Lo contemplan azorados.

– ¿Esto sugirió Pérez? -insiste Francisco con vehemente incredulidad-. Lo habrá hecho bajo el imperio de las torturas… No vale.

– Intentó matarse -lo justifica su cuñado-, ha sufrido mucho.

– Mi padre pidió clemencia -cuenta Francisco-: pidió clemencia y fue reconciliado; pero con sanciones y la vestimenta del sambenito. Téngalo presente: ni la confesión borra nuestra culpa, ni la clemencia nos devuelve la libertad. Sobre nosotros pesan dos condenas y debemos elegir: una es la condena a recibir pasivamente las arbitrariedades del Santo Oficio. La otra es luchar contra el Santo Oficio hasta que Dios decida. No existe ya para nosotros otra libertad que la del espíritu. Conservémosla, defendámosla.

Tomé Cuaresma y Sebastián Duarte lo miran escépticos. Es una arenga irreal. Francisco les aprieta las manos, pronuncia el Shemá Israel y recita versículos del salterio. Los conmina a no rendirse. Con apasionamiento les recuerda cómo luchó Sansón contra los filisteos.

– Si de morir se trata, que a ellos no les resulte ligera nuestra muerte.

Apaga la llama, abre la puerta sigilosamente y se introduce en la celda vecina. Se repite el susto de los reos y los gestos tranquilizadores de Francisco. Uno de los cautivos cae de rodillas al confundido con Jesús.

– No soy Jesús -sonríe y lo ayuda a levantarse-: soy su hermano. Soy judío. Mi nombre es Eli Nazareo, siervo del Dios de Israel.

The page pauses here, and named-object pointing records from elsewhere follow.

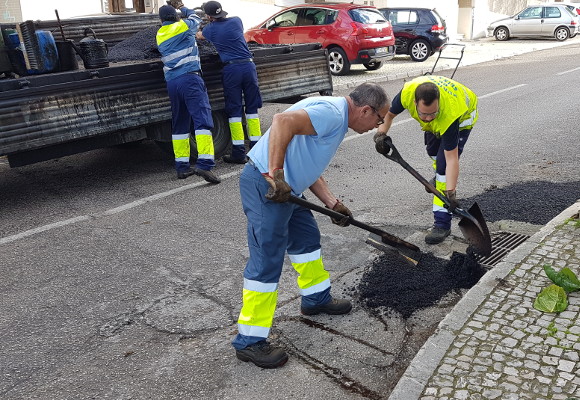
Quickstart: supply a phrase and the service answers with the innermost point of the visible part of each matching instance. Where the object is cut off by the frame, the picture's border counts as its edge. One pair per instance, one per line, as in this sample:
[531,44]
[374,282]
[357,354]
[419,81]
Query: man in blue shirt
[187,93]
[289,159]
[239,77]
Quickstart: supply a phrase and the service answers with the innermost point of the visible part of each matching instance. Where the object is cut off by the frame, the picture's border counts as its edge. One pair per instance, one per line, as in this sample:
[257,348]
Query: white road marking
[566,72]
[501,91]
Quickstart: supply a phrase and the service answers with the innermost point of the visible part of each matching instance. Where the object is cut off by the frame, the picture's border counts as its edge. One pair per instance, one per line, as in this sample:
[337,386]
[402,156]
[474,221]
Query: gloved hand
[383,143]
[279,190]
[175,3]
[341,208]
[452,197]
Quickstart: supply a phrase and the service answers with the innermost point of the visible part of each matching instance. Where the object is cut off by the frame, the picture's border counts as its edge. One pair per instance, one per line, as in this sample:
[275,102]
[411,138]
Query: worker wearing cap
[187,93]
[288,160]
[446,111]
[238,75]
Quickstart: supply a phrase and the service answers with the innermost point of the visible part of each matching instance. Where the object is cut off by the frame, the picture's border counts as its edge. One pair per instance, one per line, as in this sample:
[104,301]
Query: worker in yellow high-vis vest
[446,111]
[240,79]
[187,93]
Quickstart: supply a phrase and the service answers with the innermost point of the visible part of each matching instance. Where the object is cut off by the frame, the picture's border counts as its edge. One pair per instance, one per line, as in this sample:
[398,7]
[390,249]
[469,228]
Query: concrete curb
[413,381]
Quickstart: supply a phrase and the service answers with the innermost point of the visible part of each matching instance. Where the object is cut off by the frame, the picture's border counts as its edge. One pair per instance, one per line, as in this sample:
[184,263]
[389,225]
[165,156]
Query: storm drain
[501,244]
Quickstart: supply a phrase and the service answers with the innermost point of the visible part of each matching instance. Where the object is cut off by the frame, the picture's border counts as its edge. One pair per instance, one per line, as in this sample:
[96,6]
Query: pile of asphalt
[535,202]
[143,46]
[394,283]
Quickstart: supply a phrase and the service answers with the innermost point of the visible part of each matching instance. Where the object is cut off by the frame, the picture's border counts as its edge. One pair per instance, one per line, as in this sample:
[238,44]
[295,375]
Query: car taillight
[357,30]
[437,29]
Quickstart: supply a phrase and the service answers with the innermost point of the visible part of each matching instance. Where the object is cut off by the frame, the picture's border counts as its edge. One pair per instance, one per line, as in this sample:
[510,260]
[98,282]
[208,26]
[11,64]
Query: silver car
[545,20]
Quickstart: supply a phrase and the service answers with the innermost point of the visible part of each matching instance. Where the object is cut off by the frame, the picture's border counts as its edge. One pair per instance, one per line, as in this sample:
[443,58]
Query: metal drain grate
[501,244]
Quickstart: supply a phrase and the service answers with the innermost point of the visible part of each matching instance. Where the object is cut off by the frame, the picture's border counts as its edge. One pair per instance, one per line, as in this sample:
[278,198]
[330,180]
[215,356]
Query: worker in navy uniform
[239,77]
[288,160]
[187,93]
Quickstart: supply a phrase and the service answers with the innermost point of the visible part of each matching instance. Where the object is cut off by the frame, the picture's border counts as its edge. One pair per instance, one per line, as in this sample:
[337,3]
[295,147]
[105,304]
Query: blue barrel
[48,52]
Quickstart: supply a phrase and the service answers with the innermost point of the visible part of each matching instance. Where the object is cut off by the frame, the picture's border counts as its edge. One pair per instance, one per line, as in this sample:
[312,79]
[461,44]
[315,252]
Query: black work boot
[437,235]
[207,175]
[333,307]
[263,354]
[185,174]
[232,160]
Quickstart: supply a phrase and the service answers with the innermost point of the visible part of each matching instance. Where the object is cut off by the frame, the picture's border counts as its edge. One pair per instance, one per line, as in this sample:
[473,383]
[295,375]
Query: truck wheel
[338,61]
[420,50]
[221,138]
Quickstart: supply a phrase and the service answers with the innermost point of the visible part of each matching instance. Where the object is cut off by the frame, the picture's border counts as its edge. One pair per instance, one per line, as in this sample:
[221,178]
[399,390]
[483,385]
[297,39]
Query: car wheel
[419,50]
[338,61]
[373,65]
[561,34]
[502,33]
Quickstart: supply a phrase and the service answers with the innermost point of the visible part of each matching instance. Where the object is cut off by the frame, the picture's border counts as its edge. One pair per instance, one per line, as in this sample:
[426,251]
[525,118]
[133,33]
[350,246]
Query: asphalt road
[120,282]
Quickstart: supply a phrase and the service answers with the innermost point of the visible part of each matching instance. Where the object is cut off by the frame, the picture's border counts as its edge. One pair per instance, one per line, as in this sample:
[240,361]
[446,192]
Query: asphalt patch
[535,202]
[394,283]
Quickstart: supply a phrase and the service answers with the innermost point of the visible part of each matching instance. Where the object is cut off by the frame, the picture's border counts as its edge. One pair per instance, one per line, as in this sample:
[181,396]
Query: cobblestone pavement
[494,344]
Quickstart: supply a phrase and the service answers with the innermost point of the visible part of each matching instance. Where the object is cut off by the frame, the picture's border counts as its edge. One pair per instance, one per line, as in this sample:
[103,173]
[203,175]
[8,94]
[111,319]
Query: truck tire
[221,138]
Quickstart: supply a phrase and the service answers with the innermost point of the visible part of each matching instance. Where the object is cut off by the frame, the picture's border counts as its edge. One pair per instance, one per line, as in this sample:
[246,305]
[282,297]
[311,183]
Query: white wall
[44,10]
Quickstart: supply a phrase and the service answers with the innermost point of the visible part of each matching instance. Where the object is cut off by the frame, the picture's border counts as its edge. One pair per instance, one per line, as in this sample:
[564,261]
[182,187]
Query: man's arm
[284,127]
[322,191]
[396,109]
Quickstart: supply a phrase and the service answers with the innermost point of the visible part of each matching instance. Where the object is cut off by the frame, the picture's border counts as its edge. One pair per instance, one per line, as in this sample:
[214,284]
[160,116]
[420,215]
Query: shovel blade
[475,230]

Los alienta a resistir, les recuerda que cada hombre tiene una chispa divina, que el Santo Oficio exhibe mucho poder pero no es todopoderoso.

– Los jueces son hombres y nosotros somos hombres. Somos iguales, somos sagrados.

Regresa al corredor donde la trémula antorcha languidece y se desliza hacia el patio interno. Decide celebrar el éxito de su escaramuza con otro jugoso tomate. Se arrastra hacia el muro y, adherido al paramento, avanza hasta la soga que aún cuelga de su ventanuco. Trepa ayudándose con los pies descalzos y las rodillas que se afirman en los nudos como le enseñó Lorenzo Valdés en su infancia. Antes de penetrar en el ominoso encierro llena sus pulmones con el aire de la noche. Saca el barrote que escondió entre los tirantes y lo reubica en su sitio. Es necesario ocultar las pistas de su acción para volverla a repetir. Ese hombre que estuvo cerca de la muerte por su descomunal ayuno, que irritó los nervios del Tribunal y no se dejó someter por los mejores eruditos del Virreinato, pone ahora en movimiento una oculta reserva de energía que sus guardianes no pueden siquiera imaginar.

No existe documentación que atestigüe el encuentro de Francisco Maldonado da Silva con el capitán grande Manuel Bautista Pérez. Ambos tienen la misma edad, aunque sus vidas, goces y suplicios no han cursado por el mismo andarivel. Sin embargo, llama la atención que Manuel Bautista Pérez súbitamente volviese a mandar mensajes a los cautivos ordenándoles retractarse de las confesiones extorsivas. Su cuñado Sebastián Duarte lee el texto en clave que le entrega un sirviente sobornado: contiene las mismas palabras pronunciadas noches atrás por esa fantástica aparición llamada Eli Nazareo: «no confesar ni pedir misericordia; defender nuestra libertad de creencia».